Could it be just a major part of the Wintel market?
After all, if Apple is seeing 40% growth in both desktops and laptops, their desktop offerings must not be as poor as is claimed by some? Especially since Apple's strongest retail growth is in machines that cost more then $2000 - a retail market they currently control two-thirds of?
A common argument is that Apple must offer a mid-tower because Windows users predominately have mid-tower models and therefore Apple must have one too in order to appeal to them to switch.
And yet what is the model Apple created specifically to attract Windows users? The Mac Mini. And Apple has done very little to it since they created it. About the only product Apple gets more stick about then the mid-tower is the Mini. A large number of Windows mid-tower owners evidently seem to want to use the Mini to become introduced to OS X and the entire Apple experience, even though it's small and it cannot be expanded. All they want is something newer then technology that wasn't cutting edge 24 months ago inside of it.
Even in the Wintel world, mid-towers are starting to fall by the wayside - especially amongst corporate customers. More and more companies are moving to small form factor PCs because they take up less space, draw less power and more then meet the needs of their users. Even retail Wintel boxes are getting progressively smaller over time. I travel a good bit for work and all my suppliers (and these are big companies with thousands of desktops) are all either using SFF machines or are replacing their towers with SFF machines to a very heavy extent.
The biggest market going forward for mid-towers will be the enthusiast market who either build them themselves or want them for very narrowly-focused purposes - like gaming or media center rigs. Those who build it themselves do so for both the challenge and the labor savings, so an Apple mid-tower would not appeal to them since Apple builds it for them and therefore no labor savings can be obtained. And those who want a gaming or media-center rig will be disappointed both by the lack of high-performance gaming cards available and Apple's desire to serve media content from the web - not a big box of disks in the closet.

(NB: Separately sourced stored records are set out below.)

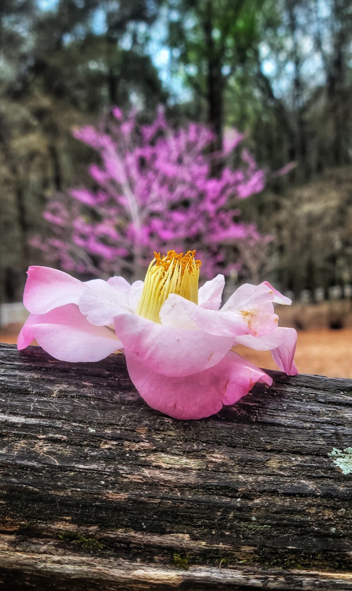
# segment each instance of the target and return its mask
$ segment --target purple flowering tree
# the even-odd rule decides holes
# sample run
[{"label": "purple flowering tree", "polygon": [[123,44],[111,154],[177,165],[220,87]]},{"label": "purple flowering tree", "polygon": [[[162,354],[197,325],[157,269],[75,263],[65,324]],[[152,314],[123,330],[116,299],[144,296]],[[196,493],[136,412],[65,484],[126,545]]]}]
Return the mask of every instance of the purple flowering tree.
[{"label": "purple flowering tree", "polygon": [[65,271],[102,278],[142,278],[153,251],[194,248],[204,278],[243,266],[253,276],[240,253],[255,259],[269,239],[239,220],[236,202],[260,191],[265,176],[245,150],[240,168],[227,165],[242,136],[233,131],[221,154],[210,154],[213,135],[203,125],[174,129],[161,111],[144,126],[134,113],[125,117],[115,108],[113,114],[107,133],[90,126],[74,131],[99,154],[89,168],[91,188],[52,199],[44,214],[51,235],[32,245]]}]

If Apple is seeing 40% growth in its desktop products, that doesn't mean the offerings aren't bad. There could be bigger growth figures if Apple directly appealed to its switchers with a MID.
The small computers businesses are migrating to are often thin-clients. Yes, I know this isn't the 90s, but thin clients are still becoming more popular. This is due to more applications being web-based, and businesses centralising processing. So you could have a cheap client with a powerful server, and use terminal services to use the server's power remotely.

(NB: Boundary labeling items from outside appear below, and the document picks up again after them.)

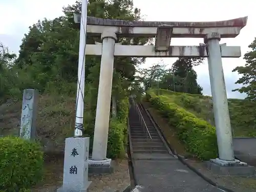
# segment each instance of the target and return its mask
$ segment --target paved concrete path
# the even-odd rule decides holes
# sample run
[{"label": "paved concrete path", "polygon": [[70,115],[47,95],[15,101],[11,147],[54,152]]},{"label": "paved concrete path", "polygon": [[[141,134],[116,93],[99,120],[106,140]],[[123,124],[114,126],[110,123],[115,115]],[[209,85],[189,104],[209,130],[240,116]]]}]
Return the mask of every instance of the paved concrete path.
[{"label": "paved concrete path", "polygon": [[235,156],[241,161],[256,166],[256,138],[234,138]]},{"label": "paved concrete path", "polygon": [[134,159],[134,174],[143,192],[223,192],[189,169],[179,160],[157,154],[137,154]]}]

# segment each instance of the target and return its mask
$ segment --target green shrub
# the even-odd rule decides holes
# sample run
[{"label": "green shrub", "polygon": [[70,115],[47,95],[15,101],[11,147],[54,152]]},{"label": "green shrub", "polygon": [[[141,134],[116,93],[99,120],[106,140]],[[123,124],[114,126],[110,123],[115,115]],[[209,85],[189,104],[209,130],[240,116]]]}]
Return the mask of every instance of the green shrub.
[{"label": "green shrub", "polygon": [[127,143],[127,117],[129,102],[125,97],[117,102],[117,116],[111,118],[108,140],[107,156],[116,158],[123,157]]},{"label": "green shrub", "polygon": [[108,158],[122,157],[124,155],[124,140],[126,136],[124,134],[124,130],[127,129],[125,122],[121,123],[116,119],[111,119],[110,121],[108,140]]},{"label": "green shrub", "polygon": [[0,189],[29,188],[41,180],[43,163],[38,144],[17,137],[0,138]]},{"label": "green shrub", "polygon": [[201,160],[217,157],[215,127],[176,103],[170,102],[168,97],[157,96],[153,90],[147,92],[146,98],[167,118],[170,126],[176,127],[177,135],[185,143],[188,152]]}]

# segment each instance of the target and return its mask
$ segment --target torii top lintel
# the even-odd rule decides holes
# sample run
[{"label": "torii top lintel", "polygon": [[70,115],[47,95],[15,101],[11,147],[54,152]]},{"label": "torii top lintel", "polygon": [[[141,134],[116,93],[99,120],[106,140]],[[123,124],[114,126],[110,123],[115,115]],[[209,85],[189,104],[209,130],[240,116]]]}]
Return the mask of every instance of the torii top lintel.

Power consumption isn't a major concern. The biggest savings would be in changing their air-conditioned servers. Those things take massive amounts of power, are often on 24/7, and require large amounts of energy just to cool them down.
The Mac Mini is a poor offering and doesn't generate many sales. That's the reason Apple haven't updated it. There's no reason to - not because it isn't selling well, but because it's a product with no clear target market, and refreshing it wouldn't help change that. Families don't buy small macs to experiment with them. When they buy a new computer, they buy something they're going to keep. It's also psychological - the mini is so small, people don't believe it'll give them the performance they need. They don't know it's way powerful enough to browse the web and make home movies. They've been told for years by Dell that the towers are necessary for performance. Bigger = better. It's not correct, but that's what lots of people believe.
Apple work by providing limited functionality, but doing whatever they do implement really well. Microsoft do the opposite - they try and do everything, and end up not being very good at doing anything. People are used to Microsoft's way of doing things. It's a huge mentality shift. It's the reason people don't like Apple products that can't open up, even though they've never tried to do it with their PC. You can't sell an MS-Mentality person the idea that they don't have the option to do something they won't do anyway. They're used to lots of options.
The mentality shift is one of the reasons Apple products have a 'halo effect'. As people use the iPod and iPhone, they like the product's focus on quality, and realise the lack of options isn't a problem. A MID would help bridge the gap even further.